Global Big Data Conference

Industry News Details

Predictive analytics and machine learning: A dynamic duo Posted on : Dec 06 - 2016

Predictive analytics and machine learning are seen as the pair of tools to save the day for most organizations currently. We try to de-mystify both, taking a look at what they are, how they work, and what they are good for.

Predictive analytics and machine learning working separately or together can be just what a company needs to succeed. But understanding how they work is key to figuring out how they can help businesses thrive.

So, what is predictive analytics? Mark van Rijmenam uses the car metaphor, according to which traditional, descriptive analytics is like looking at the rear-view mirror to see what has happened, while predictive analytics is using a navigation system to tell you what will happen, and prescriptive analytics is a self-driving car that knows how to take you to your destination.

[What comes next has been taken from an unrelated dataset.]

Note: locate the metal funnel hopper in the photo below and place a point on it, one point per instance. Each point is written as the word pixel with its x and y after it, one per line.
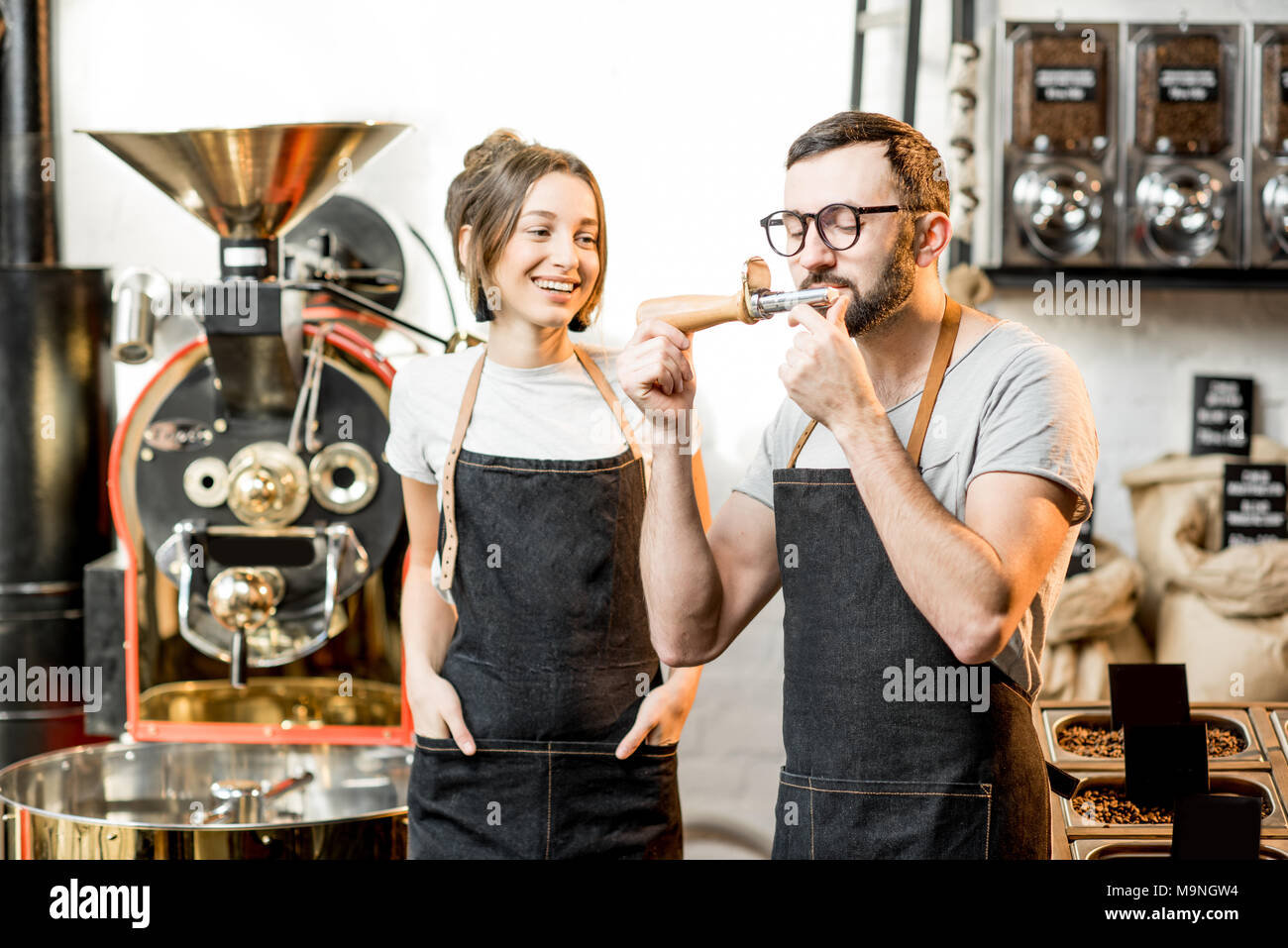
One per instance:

This metaphor, while easy to comprehend, may also be deceptively simple. It certainly is open to interpretation, so it's a good starting point for discussion. Some might say that a navigation system presumably has access to all the data regarding potential routes. So is suggesting a route based on that data really a prediction? Isn't that something algorithmic, deterministic, thus not really "intelligent"? Or is this a matter of definitions -- semantics?

It depends on how a navigation system is defined and how it works. Typically, navigation systems do not try to predict where do you want to go today. What they do instead is they wait to get specific instructions and then they figure out how to get from point A (either explicitly given as the starting point or calculated using GPS geo-location) to point B.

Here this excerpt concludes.